Tweet
WHO: Candidate Vaccine Viruses for Pandemic Preparedness - Feb 2026
Credit NIAID
#19,070
In addition to deciding which influenza viruses to include in the next seasonal flu vaccine (see WHO Recommendations for Influenza Vaccine Composition for the 2026-2027 Northern Hemisphere Influenza Season), twice each year flu researchers are asked by WHO to advise on the development of new CVVs (Candidate Vaccine Viruses) for zoonotic influenza.
While our attentions are primarily focused on the clade 2.3.4.4b H5N1 virus, there are literally dozens of other zoonotic influenza A viruses circulating around the world (see CDC IRAT list), all of which are believed to have some degree of pandemic potential.
Each year new variants - subclades, subtypes, or genotypes - emerge, and the WHO must decide if they warrant the creation of a CVV. Since H5 viruses evolve rapidly, many older CVVs no longer match circulating strains.
Having a proven CVV already tested and approved can save valuable time if rapid production and distribution of a pandemic vaccine are ever required.
And over the past two decades, the WHO has recommended a lot of them (see list below). Forty-six are approved and available, and 6 are pending. And that's just for H5 subtypes.
They WHO has also approved 22 H7 CVVs (20 available, 2 pending), and 11 H9 CVVs (8 available, 3 pending), along with a smattering of other subtypes (H1, H3, H10, etc.).
This week the WHO published a 13-page update which contains background information on a wide range of novel avian and swine flu viruses detected over the past 6 months.
While they cite ongoing antigenic changes - particularly among the H5Nx panoply of viruses - in the end only one new CVV was recommended for development; a new A/Hunan/40087/2025-like H9N2 CVV.
We've been following concerning antigenic changes in H9N2 viruses for quite some time (see China CDC Weekly: Epidemiological and Genetic Characterization of Three H9N2 Viruses Causing Human Infections — Changsha City, Hunan Province, China, April 2025).
While no new H5 CVVs were recommended, antigenic characterization is still pending on a number of recent human H5 infections, including last September's H5N2 case from Mexico, and several recent H5N1 cases in Cambodia (clade 2.3.2.1e), along with a number of poultry isolates collected from Egypt, Laos, and Brazil.
This report also finds that the recent H5N5 virus isolated from a human in Washington State showed reduced reactivity to existing CVVs.

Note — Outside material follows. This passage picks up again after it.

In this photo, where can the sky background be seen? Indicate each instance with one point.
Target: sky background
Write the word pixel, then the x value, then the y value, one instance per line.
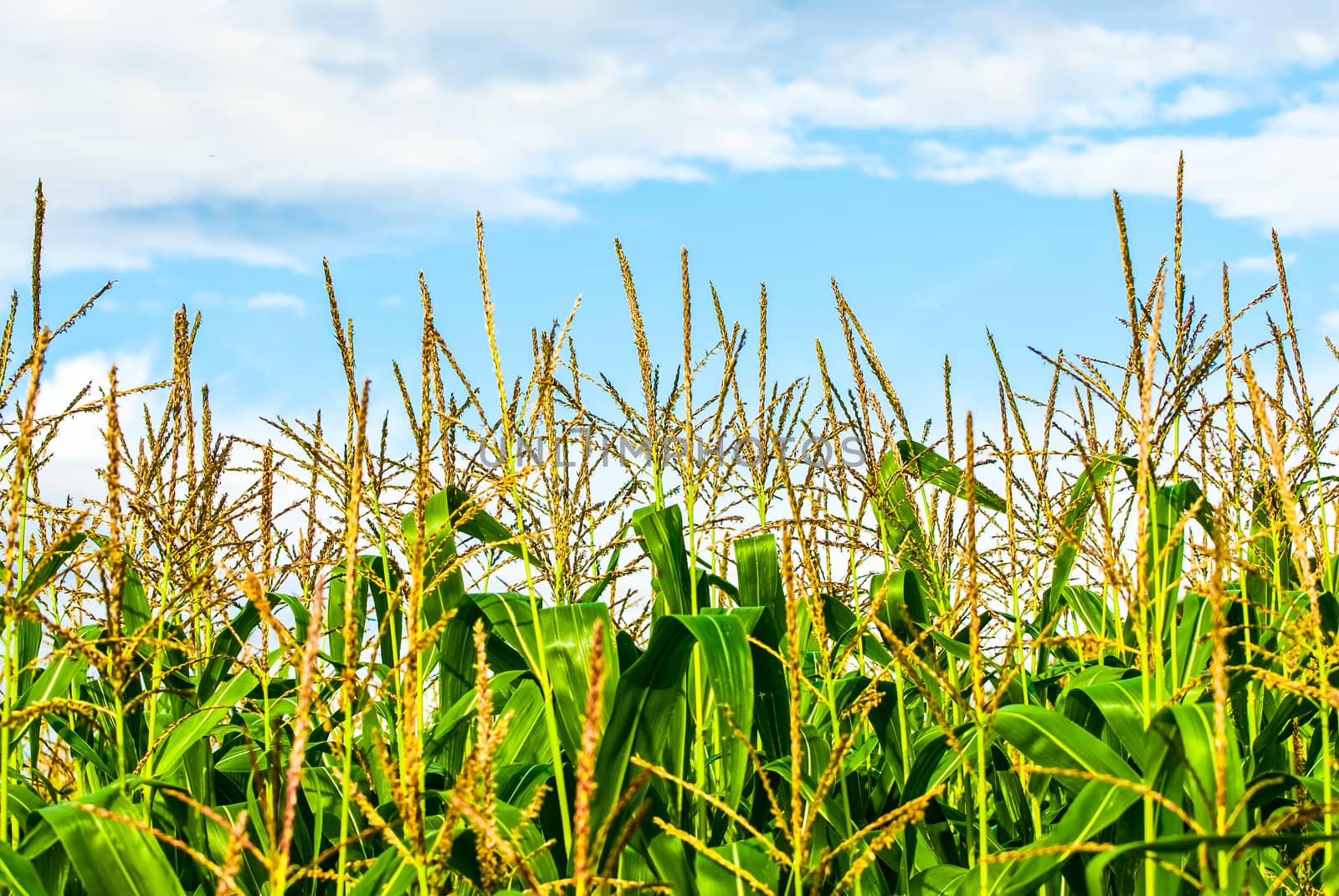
pixel 952 171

The HA1 of the A(H5N5) virus from the human case in the United States of America had five amino acid substitutions relative to the A/Astrakhan/3212/2020 CVV, including a gain of a potential glycosylation site. Post-infection ferret antisera raised against clade 2.3.4.4b A/American Wigeon/South Carolina/22-000345-001/2021, A/Ezo red fox/Hokkaido/1/2022 and A/Astrakhan/3212/2020 CVVs showed reduced reactivity to the A(H5N5) virus.
For now, however, the WHO has decided the threshold has not been met to justify recommending the creation of an H5N5 CVV.
I've only posted the summary, follow the link to read it in its entirety. I'll have a bit more after the break.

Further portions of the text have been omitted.